The Domini Index also subjected candidate companies to qualitative screens for investment. CSX Corporation, for example, was dropped from the Index in 1998 because of its poor environmental and safety record. In the following year, Compuware Corporation was added because of its successful diversity program and good employee relations.

In the decade that followed the debut of Domini, assets invested in all socially screened portfolios grew to exceed $2 trillion. Of that amount, $136 billion were invested in mutual funds, reflecting increased awareness of social responsibility and corporate ethics in the investment community.

“Socially responsible (SR) investing,” notes Nick Bollen, Associate Professor of Management, “integrates personal values and societal concerns with investment decisions.” Research into SR investing has focused on how SR funds perform compare to conventional funds. But no one had examined the dynamics of investor cash flows into SR funds. For these investors, did bottom-line performance ultimately trump loyalty to corporate social responsibility?

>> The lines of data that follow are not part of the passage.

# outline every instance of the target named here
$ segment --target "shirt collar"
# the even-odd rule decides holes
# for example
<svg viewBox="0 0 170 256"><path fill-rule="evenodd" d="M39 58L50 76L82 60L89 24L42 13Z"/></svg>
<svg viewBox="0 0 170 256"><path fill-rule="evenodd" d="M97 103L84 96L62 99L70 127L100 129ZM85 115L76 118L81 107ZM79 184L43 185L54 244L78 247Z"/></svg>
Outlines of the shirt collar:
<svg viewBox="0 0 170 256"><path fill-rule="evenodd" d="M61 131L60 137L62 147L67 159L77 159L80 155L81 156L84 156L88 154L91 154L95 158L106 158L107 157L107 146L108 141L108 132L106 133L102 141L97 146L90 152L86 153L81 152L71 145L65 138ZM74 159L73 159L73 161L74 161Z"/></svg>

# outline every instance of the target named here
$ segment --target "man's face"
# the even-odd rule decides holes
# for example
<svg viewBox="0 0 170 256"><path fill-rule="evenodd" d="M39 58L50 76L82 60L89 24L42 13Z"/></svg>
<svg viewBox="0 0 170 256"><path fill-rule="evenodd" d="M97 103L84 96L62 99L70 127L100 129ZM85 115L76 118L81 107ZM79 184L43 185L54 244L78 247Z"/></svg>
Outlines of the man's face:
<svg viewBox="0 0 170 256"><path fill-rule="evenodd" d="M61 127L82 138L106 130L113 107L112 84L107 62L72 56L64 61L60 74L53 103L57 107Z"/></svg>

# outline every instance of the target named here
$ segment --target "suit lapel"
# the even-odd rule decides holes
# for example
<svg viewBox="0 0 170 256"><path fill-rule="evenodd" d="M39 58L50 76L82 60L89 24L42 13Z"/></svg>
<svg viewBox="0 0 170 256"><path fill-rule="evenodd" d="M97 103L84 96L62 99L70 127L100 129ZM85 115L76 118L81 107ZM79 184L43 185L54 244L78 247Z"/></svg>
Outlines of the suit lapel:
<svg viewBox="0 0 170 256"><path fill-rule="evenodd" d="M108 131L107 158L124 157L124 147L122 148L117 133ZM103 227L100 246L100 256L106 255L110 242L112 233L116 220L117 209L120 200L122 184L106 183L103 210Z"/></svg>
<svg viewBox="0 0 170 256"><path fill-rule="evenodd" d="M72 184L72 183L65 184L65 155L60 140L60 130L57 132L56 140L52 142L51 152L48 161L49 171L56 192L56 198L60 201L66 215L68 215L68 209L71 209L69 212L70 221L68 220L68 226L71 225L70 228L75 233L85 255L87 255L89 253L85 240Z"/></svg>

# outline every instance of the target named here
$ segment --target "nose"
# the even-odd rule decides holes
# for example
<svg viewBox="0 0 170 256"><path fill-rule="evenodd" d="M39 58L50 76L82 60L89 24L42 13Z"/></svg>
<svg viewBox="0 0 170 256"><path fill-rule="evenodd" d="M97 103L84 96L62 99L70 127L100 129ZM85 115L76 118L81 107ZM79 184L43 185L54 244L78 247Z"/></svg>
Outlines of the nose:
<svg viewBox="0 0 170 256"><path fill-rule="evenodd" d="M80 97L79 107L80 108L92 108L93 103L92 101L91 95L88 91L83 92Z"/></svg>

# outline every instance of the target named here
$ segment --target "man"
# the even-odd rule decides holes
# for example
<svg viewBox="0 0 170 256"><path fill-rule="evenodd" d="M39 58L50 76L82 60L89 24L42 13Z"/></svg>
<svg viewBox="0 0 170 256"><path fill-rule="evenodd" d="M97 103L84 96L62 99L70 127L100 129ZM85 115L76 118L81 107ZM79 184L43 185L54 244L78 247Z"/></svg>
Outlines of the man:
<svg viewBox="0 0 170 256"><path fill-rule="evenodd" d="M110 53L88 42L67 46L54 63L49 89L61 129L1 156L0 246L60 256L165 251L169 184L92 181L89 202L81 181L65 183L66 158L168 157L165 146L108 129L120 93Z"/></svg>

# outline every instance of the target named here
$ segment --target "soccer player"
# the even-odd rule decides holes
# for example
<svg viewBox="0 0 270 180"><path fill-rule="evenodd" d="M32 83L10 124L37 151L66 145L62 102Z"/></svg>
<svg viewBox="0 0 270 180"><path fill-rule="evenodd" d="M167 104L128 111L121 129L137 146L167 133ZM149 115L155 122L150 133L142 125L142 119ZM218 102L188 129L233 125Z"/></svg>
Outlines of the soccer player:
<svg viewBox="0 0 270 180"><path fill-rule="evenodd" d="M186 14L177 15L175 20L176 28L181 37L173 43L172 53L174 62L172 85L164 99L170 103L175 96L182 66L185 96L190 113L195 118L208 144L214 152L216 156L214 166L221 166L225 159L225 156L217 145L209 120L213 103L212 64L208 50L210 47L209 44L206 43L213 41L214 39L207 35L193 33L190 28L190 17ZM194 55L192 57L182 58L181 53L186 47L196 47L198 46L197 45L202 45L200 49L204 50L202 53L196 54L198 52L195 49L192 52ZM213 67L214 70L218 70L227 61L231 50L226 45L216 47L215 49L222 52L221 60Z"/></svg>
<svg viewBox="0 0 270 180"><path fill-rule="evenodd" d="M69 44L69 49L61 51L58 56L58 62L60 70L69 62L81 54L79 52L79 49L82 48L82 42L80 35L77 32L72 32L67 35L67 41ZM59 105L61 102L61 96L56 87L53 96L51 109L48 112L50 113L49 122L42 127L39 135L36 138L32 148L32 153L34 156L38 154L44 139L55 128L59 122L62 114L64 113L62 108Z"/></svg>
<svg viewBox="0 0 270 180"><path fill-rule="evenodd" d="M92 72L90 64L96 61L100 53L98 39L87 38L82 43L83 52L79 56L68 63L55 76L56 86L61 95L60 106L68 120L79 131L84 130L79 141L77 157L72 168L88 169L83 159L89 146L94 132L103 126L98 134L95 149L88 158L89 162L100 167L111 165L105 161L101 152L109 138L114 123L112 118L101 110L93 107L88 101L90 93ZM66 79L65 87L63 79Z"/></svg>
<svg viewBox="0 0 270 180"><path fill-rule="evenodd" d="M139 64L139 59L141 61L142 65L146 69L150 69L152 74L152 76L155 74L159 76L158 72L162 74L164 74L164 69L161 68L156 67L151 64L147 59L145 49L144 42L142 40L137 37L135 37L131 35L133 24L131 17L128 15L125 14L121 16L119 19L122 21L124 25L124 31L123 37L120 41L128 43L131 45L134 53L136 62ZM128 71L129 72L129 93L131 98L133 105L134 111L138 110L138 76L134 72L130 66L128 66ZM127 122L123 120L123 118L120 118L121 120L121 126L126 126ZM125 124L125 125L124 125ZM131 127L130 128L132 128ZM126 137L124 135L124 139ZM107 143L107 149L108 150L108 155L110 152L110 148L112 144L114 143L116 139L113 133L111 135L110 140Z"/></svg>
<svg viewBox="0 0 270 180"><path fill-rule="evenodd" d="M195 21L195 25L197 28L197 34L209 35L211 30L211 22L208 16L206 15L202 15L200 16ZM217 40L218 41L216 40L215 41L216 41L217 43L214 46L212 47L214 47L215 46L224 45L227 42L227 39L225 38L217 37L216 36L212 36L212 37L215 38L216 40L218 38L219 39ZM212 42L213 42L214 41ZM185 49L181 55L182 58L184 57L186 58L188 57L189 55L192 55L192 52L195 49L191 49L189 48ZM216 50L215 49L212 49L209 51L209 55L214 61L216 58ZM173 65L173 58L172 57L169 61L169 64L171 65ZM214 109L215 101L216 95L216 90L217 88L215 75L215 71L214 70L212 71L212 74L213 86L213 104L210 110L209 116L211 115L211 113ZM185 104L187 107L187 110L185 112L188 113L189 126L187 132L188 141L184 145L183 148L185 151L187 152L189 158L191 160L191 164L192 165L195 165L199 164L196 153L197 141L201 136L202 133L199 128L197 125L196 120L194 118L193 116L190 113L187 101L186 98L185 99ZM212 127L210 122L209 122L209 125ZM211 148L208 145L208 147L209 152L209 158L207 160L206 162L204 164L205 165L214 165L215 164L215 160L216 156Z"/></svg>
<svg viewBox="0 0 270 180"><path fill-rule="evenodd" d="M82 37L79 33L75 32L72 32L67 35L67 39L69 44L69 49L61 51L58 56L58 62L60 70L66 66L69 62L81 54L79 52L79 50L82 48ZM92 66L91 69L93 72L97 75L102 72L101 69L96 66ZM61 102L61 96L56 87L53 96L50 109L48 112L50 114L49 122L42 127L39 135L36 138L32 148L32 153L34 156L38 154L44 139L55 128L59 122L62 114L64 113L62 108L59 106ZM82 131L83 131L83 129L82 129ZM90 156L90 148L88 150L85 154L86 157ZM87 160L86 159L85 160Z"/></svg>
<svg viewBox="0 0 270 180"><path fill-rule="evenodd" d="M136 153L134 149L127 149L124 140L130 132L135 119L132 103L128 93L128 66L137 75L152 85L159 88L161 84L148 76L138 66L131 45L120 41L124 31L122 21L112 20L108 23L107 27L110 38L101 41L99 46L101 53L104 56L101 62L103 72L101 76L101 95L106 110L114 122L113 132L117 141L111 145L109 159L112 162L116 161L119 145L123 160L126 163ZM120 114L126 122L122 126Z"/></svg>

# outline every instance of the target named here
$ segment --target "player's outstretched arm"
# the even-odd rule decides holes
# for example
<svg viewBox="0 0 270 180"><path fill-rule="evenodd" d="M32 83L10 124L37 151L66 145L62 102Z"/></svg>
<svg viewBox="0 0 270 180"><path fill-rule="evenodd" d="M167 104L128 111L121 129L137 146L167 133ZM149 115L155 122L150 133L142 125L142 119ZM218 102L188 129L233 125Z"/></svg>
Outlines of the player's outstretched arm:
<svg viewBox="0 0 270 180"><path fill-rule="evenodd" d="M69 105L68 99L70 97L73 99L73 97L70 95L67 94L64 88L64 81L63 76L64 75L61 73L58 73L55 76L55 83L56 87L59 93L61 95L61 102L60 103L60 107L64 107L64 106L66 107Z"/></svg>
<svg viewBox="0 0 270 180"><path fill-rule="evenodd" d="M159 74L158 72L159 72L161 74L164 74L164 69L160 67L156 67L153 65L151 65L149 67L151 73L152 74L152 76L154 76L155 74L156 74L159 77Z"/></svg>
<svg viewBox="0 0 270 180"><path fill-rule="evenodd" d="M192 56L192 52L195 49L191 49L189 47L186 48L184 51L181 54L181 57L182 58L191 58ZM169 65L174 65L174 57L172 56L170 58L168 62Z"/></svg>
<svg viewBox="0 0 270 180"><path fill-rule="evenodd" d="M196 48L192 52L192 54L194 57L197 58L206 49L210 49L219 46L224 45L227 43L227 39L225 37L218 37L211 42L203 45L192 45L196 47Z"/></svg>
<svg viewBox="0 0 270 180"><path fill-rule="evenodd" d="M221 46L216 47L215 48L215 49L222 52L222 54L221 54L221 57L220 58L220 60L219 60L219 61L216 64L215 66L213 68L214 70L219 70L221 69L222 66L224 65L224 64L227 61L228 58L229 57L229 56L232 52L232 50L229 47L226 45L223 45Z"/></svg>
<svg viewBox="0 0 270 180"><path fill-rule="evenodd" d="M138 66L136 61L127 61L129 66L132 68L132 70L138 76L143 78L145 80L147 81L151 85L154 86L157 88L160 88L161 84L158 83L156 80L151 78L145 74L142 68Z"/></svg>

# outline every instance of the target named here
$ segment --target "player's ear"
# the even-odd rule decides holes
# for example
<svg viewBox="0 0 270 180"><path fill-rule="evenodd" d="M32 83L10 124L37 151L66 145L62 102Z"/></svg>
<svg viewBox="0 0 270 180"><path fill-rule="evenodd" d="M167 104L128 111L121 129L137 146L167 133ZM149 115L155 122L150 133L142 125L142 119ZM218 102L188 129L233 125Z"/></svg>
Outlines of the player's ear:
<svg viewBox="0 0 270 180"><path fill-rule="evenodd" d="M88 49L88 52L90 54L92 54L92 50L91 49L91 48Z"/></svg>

For fund managers, who are always seeking sources of stable investment — and for whom volatility with inflows and outflows from funds can create substantial burdens — these questions are important. Bollen determined to find the answers.

Bollen’s paper, “Mutual Fund Attributes and Investor Behavior,” which examined the relationship between fund performance and cash flows over a decade, provides some intriguing new insights into this segment of the mutual fund marketplace.

For example, Bollen found, just as many had long assumed (and anecdotal evidence supported) investors were more likely to be loyal to socially responsible funds than to conventional ones. From month to month, cash flows to and from SR funds were less volatile than those of other funds. Investors were more likely to allow their investments to remain in SR funds even if the funds’ performance lagged behind that of their conventional counterparts. At the same time, investors were less likely to contribute additional investments into these funds if their performance lagged behind.

“The results,” writes Bollen, “indicate that investors derive utility from the socially responsible attribute…. Mutual fund companies can expect SR investors to be more loyal than investors in ordinary funds.”